5. Personal data recipients (administrator’s subcontractors)
- Personal data recipients mean:
- people involved in delivering the goods and payment executions based on the contract (e.g. bank)
- people maintaining the e-shop (web hosting) and other services connected with the e-shop’s operations
- people ensuring delivery services (Czech Post)
- The administrator has in their intention to transfer the personal data to a third country (a country outside the EU) or to an international company. Recipients of personal data in the third countries are mailing services, data repositories, files and analytical tools providers whose servers are located in those countries.
6. Your rights
- In accordance with the GDPR regulation you have every right to:
- Right of access by the data subject – article 15 GDPR,
- Right to rectification – article 16 GDPR or, if necessary, right to restriction of processing – article 18 GDPR,
- Right to erasure („Right to be forgotten“) – article 17 GDPR.
- Right to object – article 21 GDPR
- Right to data portability – article 20 GDPR
- The data subject shall have the right to withdraw their consent at any chosen time. They can do so in written form or electronically via the email address of the administrator as stated in the article 1 of this regulation.
- Furthermore you are also granted the right to lodge a complaint with The Office for Personal Data Protection in such a case you believe your right for personal data protections has been breached.
7. Conditions for personal data securing
- The administrator claims that they have accepted all appropriate technical and organizational measures in order to fully secure personal data.
- The administrator has accepted technical measures in order to safely secure data repositories and repositories of personal data in paper form, especially securing the electronic data repositories with a password, anti-virus software and securing the printed out order forms and invoices in a locked cabinet placed in a lockable room.
- The administrator claims that only themselves authorised people have access to personal data.
8. Final provisions
- By placing an order via the internet order form you confirm being informed about the personal data regulation and that you accept those in their full extent.

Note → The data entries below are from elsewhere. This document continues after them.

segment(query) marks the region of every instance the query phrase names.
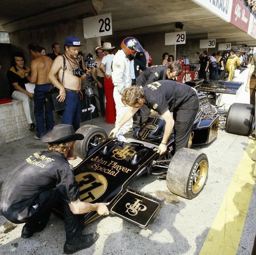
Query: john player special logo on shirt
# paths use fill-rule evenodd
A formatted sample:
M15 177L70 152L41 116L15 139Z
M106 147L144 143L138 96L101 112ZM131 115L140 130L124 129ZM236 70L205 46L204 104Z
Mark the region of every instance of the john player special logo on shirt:
M26 158L26 161L29 164L31 164L32 165L35 165L42 168L44 168L45 166L45 165L43 164L42 162L43 161L46 160L50 162L52 162L54 161L55 160L51 158L49 158L48 157L46 157L44 155L40 155L41 152L36 152L34 153L33 155L36 158L36 159L32 159L31 158L33 155L29 156L28 158Z

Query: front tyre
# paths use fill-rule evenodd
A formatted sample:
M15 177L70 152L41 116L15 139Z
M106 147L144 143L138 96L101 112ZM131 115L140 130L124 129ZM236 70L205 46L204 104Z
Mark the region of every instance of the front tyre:
M172 193L192 199L202 191L207 179L208 159L205 153L187 148L177 151L169 165L167 187Z
M100 127L92 125L86 125L78 129L77 133L82 134L83 140L77 140L76 143L75 154L82 159L86 157L87 153L108 137L106 132Z
M254 106L234 103L227 115L225 131L228 133L248 136L254 127Z

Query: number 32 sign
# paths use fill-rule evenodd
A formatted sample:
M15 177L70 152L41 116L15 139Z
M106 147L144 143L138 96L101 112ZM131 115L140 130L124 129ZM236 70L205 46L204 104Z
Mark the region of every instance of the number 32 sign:
M185 44L186 43L186 32L175 32L165 34L165 45Z
M111 13L84 18L83 24L84 38L112 34Z

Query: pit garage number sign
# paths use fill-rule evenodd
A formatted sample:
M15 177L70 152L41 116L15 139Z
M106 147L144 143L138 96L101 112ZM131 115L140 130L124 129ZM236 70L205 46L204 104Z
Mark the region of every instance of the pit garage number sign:
M83 19L84 38L112 34L111 14L91 17Z
M200 49L205 48L215 48L216 46L216 39L207 39L200 40Z
M231 43L219 43L218 50L230 50L231 48Z
M165 34L165 45L185 44L186 32L167 33Z

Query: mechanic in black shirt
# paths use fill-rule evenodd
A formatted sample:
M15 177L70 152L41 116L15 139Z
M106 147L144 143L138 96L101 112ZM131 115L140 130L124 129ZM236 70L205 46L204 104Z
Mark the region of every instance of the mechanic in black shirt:
M1 213L15 223L26 223L21 237L42 231L51 208L61 201L64 207L66 241L64 252L71 254L91 246L99 237L93 233L81 234L84 215L92 211L109 213L109 203L90 204L79 199L79 187L67 160L76 140L84 138L73 126L59 124L41 136L48 151L34 153L18 165L4 182L0 192Z
M173 61L168 65L154 65L143 71L136 80L136 86L143 87L154 82L160 80L176 80L180 75L182 67L177 61ZM141 122L146 121L150 115L150 109L146 104L140 109Z
M190 86L177 82L162 80L142 88L136 86L126 89L122 101L130 108L121 121L110 133L115 136L122 125L133 116L144 104L157 111L165 121L162 142L157 152L164 153L166 143L174 127L176 151L187 147L194 122L199 107L195 91ZM173 112L173 115L171 111Z

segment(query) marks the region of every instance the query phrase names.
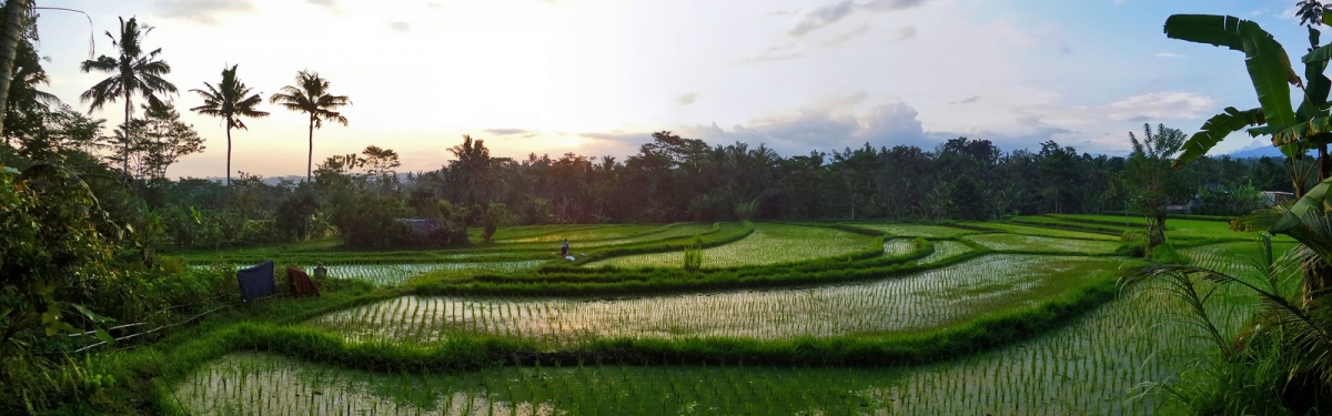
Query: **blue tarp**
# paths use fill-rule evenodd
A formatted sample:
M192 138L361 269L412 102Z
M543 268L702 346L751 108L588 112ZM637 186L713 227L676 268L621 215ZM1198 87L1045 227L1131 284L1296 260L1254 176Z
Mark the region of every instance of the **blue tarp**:
M265 261L252 268L240 269L236 272L236 280L241 284L241 299L245 301L250 301L261 296L269 296L277 291L273 284L273 261Z

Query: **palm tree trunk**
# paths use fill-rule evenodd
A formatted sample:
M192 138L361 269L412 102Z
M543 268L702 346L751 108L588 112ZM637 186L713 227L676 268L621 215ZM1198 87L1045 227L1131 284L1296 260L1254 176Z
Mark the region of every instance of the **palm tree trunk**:
M226 185L232 185L232 124L226 124Z
M309 127L309 131L310 131L310 149L305 155L305 181L310 181L310 177L312 177L310 172L313 172L310 168L314 167L314 116L313 115L310 115L310 127Z
M129 91L125 91L125 124L124 124L124 127L125 127L124 128L124 136L125 137L124 139L125 139L125 177L127 177L127 183L128 183L128 177L129 177L129 112L133 111L133 109L135 109L135 107L132 104L129 104Z
M1319 181L1328 179L1328 144L1319 144Z
M13 61L19 55L19 37L23 36L23 12L28 9L29 1L9 0L4 8L4 32L0 33L0 133L4 132L4 109L8 108L9 80L13 77Z

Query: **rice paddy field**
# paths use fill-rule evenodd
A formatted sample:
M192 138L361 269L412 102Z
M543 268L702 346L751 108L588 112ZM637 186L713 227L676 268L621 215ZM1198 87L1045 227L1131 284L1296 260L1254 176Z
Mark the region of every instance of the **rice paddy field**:
M703 249L705 268L798 263L844 256L874 247L874 237L834 228L757 224L754 233L731 244ZM683 267L685 252L613 257L586 267Z
M711 275L695 277L682 271L675 244L699 231L742 228L515 227L497 233L490 249L430 255L457 255L452 263L329 267L330 279L396 287L377 299L353 301L274 329L302 333L296 341L326 336L320 343L328 347L320 351L328 352L318 360L282 353L281 348L224 351L164 384L161 396L169 400L168 407L188 415L1180 413L1152 385L1176 379L1211 353L1197 328L1177 319L1187 307L1160 296L1150 284L1115 287L1122 268L1142 264L1114 256L1122 244L1118 239L1040 227L1044 219L972 224L991 231L850 224L883 232L882 252L880 240L868 233L759 223L743 237L703 249L705 268L742 275L789 273L803 264L860 256L835 265L864 276L832 284L786 285L774 279L769 287L746 289L595 296L414 292L417 284L436 279L446 280L433 284L458 288L468 288L481 275L486 281L533 280L546 273L546 264L563 263L476 261L473 255L503 252L506 245L550 245L566 236L571 243L618 241L589 243L585 247L593 256L597 249L654 241L661 252L610 256L563 273L594 281L597 276L633 271L687 283ZM1181 223L1179 229L1197 236L1216 233L1216 224L1224 225ZM916 249L916 240L906 236L923 237L932 249L904 257ZM1235 232L1211 236L1207 244L1181 253L1199 265L1243 272L1243 259L1257 248L1251 237ZM1291 247L1275 244L1281 251ZM1229 335L1241 329L1257 304L1224 288L1216 299L1209 312ZM1010 332L1016 335L1002 335ZM992 341L959 344L959 339L968 337ZM373 367L357 363L360 359L337 357L424 351L408 356L428 363L448 360L430 351L446 351L468 340L481 340L478 345L525 345L523 355L577 360L492 360L458 368L401 363L394 371L370 371ZM587 356L589 345L615 345L610 351L622 353L619 359ZM879 363L874 365L839 364L844 360L781 364L770 359L759 365L746 363L745 353L737 351L715 353L741 360L706 359L707 348L723 348L717 345L778 355L787 351L783 348L827 351L850 356L851 361L856 355L875 353L919 352L928 359L866 360ZM666 357L625 363L623 353L635 348L666 348ZM703 359L670 355L670 348L685 348ZM851 353L844 348L864 349Z
M429 343L470 333L567 347L597 337L794 340L940 328L1031 305L1122 261L996 255L902 279L637 299L398 297L310 325L353 340ZM1038 267L1039 265L1039 267Z
M984 233L967 236L992 251L1011 252L1060 252L1107 255L1115 252L1120 243L1107 240L1074 240L1062 237L1042 237L1014 233Z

- You express your consent to those by ticking the appropriate box in the internet order form. By ticking this box you confirm being informed about the personal data regulation and that you accept those in their full extent.
- The administrator is entitled to change these provisions. The latest update of these provisions and general personal data regulation will be published on the administrator´s website and at the same time will be sent to you via the email address you have provided the administrator with.
9. Cookies information
In order to improve the quality of the services offered, personalise of the offer, collect anonymous data for analytical purposes in their presentation does the administrator use so-called cookies.
- Functional cookies – cookies absolutely needed for securing the internet and website’s running and maintenance. There is no consent required for functional cookies usage.
- Performance cookies – cookies used for anonymous tracking of the website visitors rate and its performance. There is no consent required for performance cookies usage.
- Marketing cookies – cookies belonging to this category may be used in order to monitor users’ activities on our websites. Because of this monitoring we can be up-to-date on what our customers like and to constantly improve or better aim our social networks advertising. A consent is required for marketing cookies usage.
These conditions come into effect as of 25th May 2018.